A l’inverse, je subis les sourires graveleux des hommes que je dois côtoyer. Les regards masculins effectuent des « montées descentes » sur ma silhouette et certains me déshabillent carrément des yeux. Moi qui croyait que l’on vivait dans un pays civilisé!

Je me sens à moitié nue et complètement honteuse. J’ai remis ma veste et la porte pour travailler. Je ne bouge plus de devant mon ordinateur. Je finis par m’isoler pour appeler une copine, les larmes aux yeux.

13h20. Une heure de conversation plus tard, je me sens mieux. Ma copine m’a bien remise en place et m’a fait une scène parce que je me laisse marcher sur les pieds par des jalouses et des pervers. Il en faut plus que ça pour me faire tomber. Je suis une femme, je suis épanouie et je suis bien dans mon corps et dans ma tête! Allez du nerf que diable!

Je retourne à mon bureau la tête haute…. et déchante bien vite. Le cauchemar continue. Je sens que ça rigole et j’ai l’impression que chaque murmure me concerne, que chaque regard est plein de moquerie et de méchanceté. J’ai beau me répéter que ça ne doit pas m’atteindre et qu’il s’agit de jalousie, j’ai hâte que la journée se termine.

14h16. Mon téléphone sonne. C’est mon supérieur N-1 qui me convoque dans son bureau pour me parler d’un dossier. Aïe ce dossier est complexe, je sens que je vais avoir droit à un sermon sur son importance et à l’avertissement du contrôle de mon efficacité… Après avoir hésité dix bonnes secondes, j’ôte ma veste, je ne peux décemment pas y aller avec.

Je rentre dans le bureau. L’atmosphère est tendue, plusieurs collaborateurs sont dans la pièce et on me demande assez sèchement un topo sur un dossier en cours, alors qu’on ne m’avait pas averti à l’avance que j’aurais à réaliser cet exercice périlleux, et en public en plus. Je suis forcée de me tourner pour noter des éléments sur le flipchart. Je redoute un peu ce moment mais je suis lancée, et puis de toute façon je n’ai pas d’autres moyens. J’explique en même temps et je reste très concentrée pendant mon résumé improvisé.
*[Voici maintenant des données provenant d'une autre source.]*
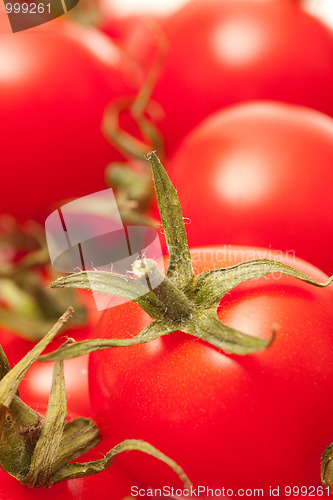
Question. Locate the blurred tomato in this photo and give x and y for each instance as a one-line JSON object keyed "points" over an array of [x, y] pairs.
{"points": [[224, 52], [113, 484], [260, 174], [55, 81]]}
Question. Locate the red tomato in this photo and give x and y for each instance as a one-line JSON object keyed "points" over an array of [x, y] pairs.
{"points": [[35, 386], [113, 484], [224, 52], [254, 421], [55, 82], [260, 174]]}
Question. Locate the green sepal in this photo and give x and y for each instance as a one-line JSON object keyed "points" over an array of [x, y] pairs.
{"points": [[47, 447], [180, 269], [327, 468], [211, 286], [154, 330], [77, 470], [207, 326]]}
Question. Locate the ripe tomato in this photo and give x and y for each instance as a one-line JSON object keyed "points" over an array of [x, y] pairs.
{"points": [[260, 174], [254, 421], [115, 484], [36, 385], [242, 50], [55, 82]]}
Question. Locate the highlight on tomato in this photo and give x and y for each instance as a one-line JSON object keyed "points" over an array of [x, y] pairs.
{"points": [[242, 50], [55, 82], [259, 173], [228, 356]]}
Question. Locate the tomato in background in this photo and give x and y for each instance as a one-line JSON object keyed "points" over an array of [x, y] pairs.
{"points": [[55, 82], [113, 484], [36, 384], [249, 421], [224, 52], [260, 174]]}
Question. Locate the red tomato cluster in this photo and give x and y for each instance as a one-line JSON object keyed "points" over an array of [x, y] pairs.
{"points": [[244, 104]]}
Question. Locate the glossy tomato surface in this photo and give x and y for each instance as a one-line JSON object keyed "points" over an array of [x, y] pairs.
{"points": [[224, 52], [260, 174], [242, 422], [35, 387], [55, 82], [113, 484]]}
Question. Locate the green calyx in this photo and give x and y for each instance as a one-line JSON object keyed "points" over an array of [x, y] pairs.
{"points": [[180, 300], [30, 308], [40, 454]]}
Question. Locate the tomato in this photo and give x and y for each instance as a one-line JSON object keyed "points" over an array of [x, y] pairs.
{"points": [[242, 50], [36, 385], [55, 82], [249, 421], [115, 484], [260, 174]]}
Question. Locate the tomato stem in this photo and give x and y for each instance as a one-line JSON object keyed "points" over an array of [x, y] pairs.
{"points": [[173, 302]]}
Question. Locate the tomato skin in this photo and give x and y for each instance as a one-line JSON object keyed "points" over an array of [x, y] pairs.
{"points": [[242, 50], [255, 421], [113, 484], [35, 387], [59, 78], [260, 174]]}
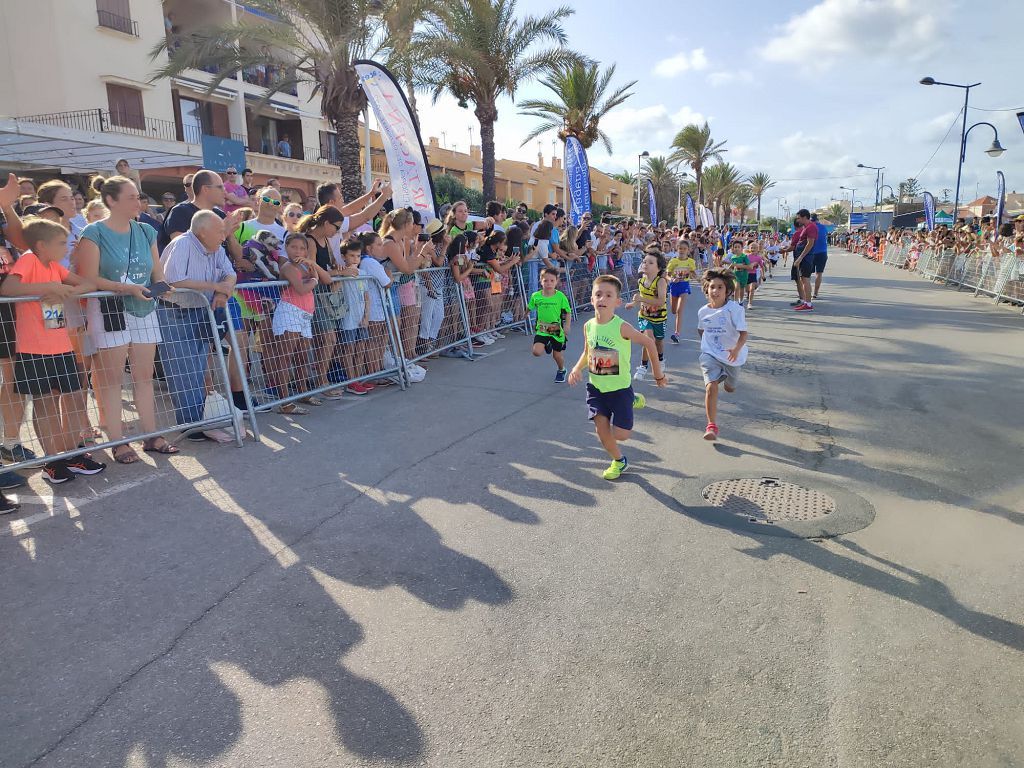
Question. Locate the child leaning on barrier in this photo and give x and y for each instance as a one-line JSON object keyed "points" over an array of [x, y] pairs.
{"points": [[45, 365], [353, 329]]}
Lorsque je termine, j’examine enfin les visages de mes interlocuteurs. Ils sont détendus, souriants. L’air n’est plus chargé d’électricité. Mon travail (encore peu avancé) est correct mais ne mérite pas d’éloges, tant que je n’ai pas complété le processus et fini le projet. Pourtant on me félicite, on m’encourage. Je suis littéralement encensée. On me propose un café et de continuer de participer à la réunion, ce que j’accepte avec plaisir. Pendant l’heure qui suit, on s’inquiète de mon avis, on me sollicite, on me sourit. Je me fais l’effet d’une princesse. Le regard des gens sur moi a changé. Et c’est le sourire aux lèvres que je regagne mon bureau ensuite.

D’accord c’est vrai que ce n’est pas entièrement mérité et que ma jolie poitrine bien en place n’y est pas pour rien. Mais j’aurais tort de m’en priver non?

Finalement, c’est une super journée!